Professor Zellick, pictured below, who has been in charge of the commission's referrals to the Court of Appeal for the past five years, said a more interventionist approach would allow the court to order a retrial when judges were unhappy about the safety of a conviction. "The Court of Appeal is even more reluctant in 2008 than in the 1990s to quash convictions because they think they are unsafe. We are more deferential to a jury now than in the 1990s when things were going wrong," he said.

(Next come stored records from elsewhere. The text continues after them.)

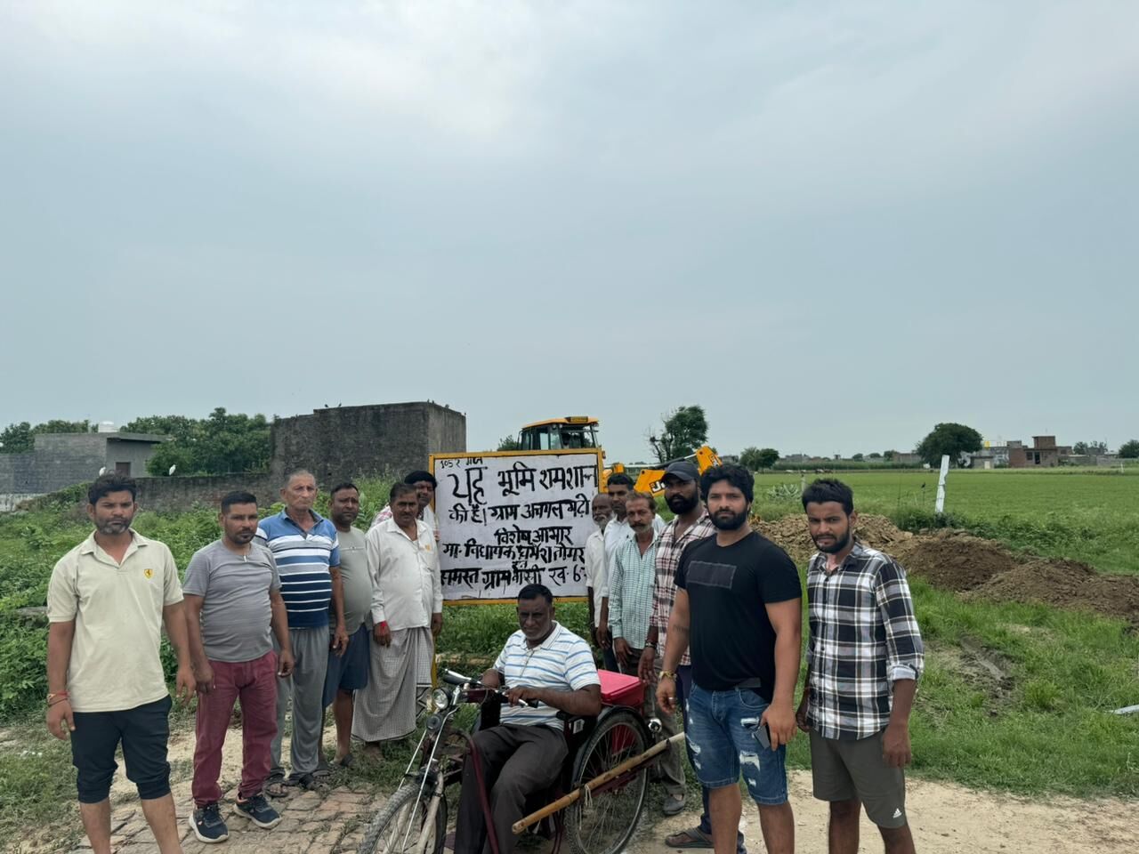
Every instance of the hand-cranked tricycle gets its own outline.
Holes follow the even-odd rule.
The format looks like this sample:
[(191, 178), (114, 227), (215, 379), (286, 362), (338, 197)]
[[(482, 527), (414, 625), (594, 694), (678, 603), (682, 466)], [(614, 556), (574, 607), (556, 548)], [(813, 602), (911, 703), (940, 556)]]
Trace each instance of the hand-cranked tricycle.
[[(575, 854), (616, 854), (637, 827), (645, 808), (648, 769), (679, 739), (654, 741), (658, 721), (641, 715), (645, 684), (634, 676), (600, 672), (601, 714), (575, 717), (559, 713), (568, 754), (557, 782), (527, 800), (530, 814), (514, 831), (532, 829), (554, 840), (557, 852), (568, 840)], [(448, 832), (446, 789), (459, 783), (474, 750), (470, 733), (457, 713), (480, 706), (476, 726), (493, 726), (503, 691), (448, 671), (433, 693), (434, 713), (405, 771), (407, 782), (385, 802), (360, 844), (360, 854), (442, 854)], [(474, 759), (477, 762), (477, 757)], [(477, 772), (476, 765), (476, 772)], [(492, 827), (490, 806), (486, 824)], [(491, 830), (491, 851), (498, 851)]]

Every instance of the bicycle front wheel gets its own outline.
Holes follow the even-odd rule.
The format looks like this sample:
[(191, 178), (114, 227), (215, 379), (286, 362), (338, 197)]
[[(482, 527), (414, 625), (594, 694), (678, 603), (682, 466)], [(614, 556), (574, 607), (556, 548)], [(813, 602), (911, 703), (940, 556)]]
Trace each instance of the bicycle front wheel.
[(418, 783), (404, 783), (390, 797), (368, 826), (360, 840), (359, 854), (411, 854), (419, 849), (421, 835), (427, 834), (424, 851), (443, 854), (446, 838), (446, 798), (439, 798), (432, 827), (425, 827), (433, 793), (419, 796)]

Professor Zellick, a professor of law at University College London, cited the wrongful conviction of the solicitor Sally Clark, 42, as an example of the consequences of judicial reluctance to free immediately an innocent victim of a miscarriage. Mrs Clark was jailed in 1999 for killing her 11-week-old son Christopher in December 1996, and eight-week-old Harry in January 1998. An appeal in 2000 failed, but she was freed in 2003 after a fresh appeal following a referral from the CCRC. She was found dead last year. "Sally Clark should never have been convicted," said Professor Zellick. "She should have succeeded at her first appeal. It should never have taken two years' work by us [CCRC] and a referral before she was released, by which time she was broken in mind and body." The jury at her trial was told by an expert witness, Professor Sir Roy Meadow, that the probability of two natural unexplained cot deaths in a family was 73 million to one. Other experts said the odds were about 200 to one. Although not criticising the standing of the expert witnesses in the case, Professor Zellick said juries were not always capable of deciding between diverse expert opinions. "There have been miscarriages of justice caused by experts whose expertise is somewhat suspect. We are too casual about expert evidence in the criminal justice system." He said he was particularly concerned about lip-reading and ear-print evidence, which he described as "very dubious" for a jury.

Case study: Sally Clark, Innocent mother spent years in jailExpert evidence Cause for concern

The tragedy of the case of Sally Clark, who died last year after finally being cleared of killing her two baby sons, was exacerbated by the failings of the criminal appeals process. The 42-year-old solicitor spent nearly four years behind bars. By the time the Criminal Cases Review Commission had intervened and sent the case back to the Court of Appeal, Mrs Clark was already a broken woman. Her suffering, believes Professor Graham Zellick, the retiring head of the commission, could have been relieved earlier if the Court of Appeal had taken a more interventionist approach the first time around. Instead of waiting to see compelling new evidence, Professor Zellick argues that the Court of Appeal should quash convictions where they simply believe the prosecution's case has not been proved.

Robert Verkaik

*Lip reading

In a case currently at the CCRC, prosecution evidence turned on the lip-reading testimony of an expert witness who interpreted what was being said in a silent video. During a review of the evidence, it was discovered the video had sound. An ensuing transcription of the conversation bore no resemblance to what the expert witness had claimed.


Mark Dallagher, 30, spent nearly seven years in jail protesting his innocence after an Old Bailey jury was told by an expert, a Dutch police inspector, that earprints found at a murder crime scene matched his exactly. After the Court of Appeal ordered a retrial, a DNA sample from the earprint proved it was not Mr Dallagher's.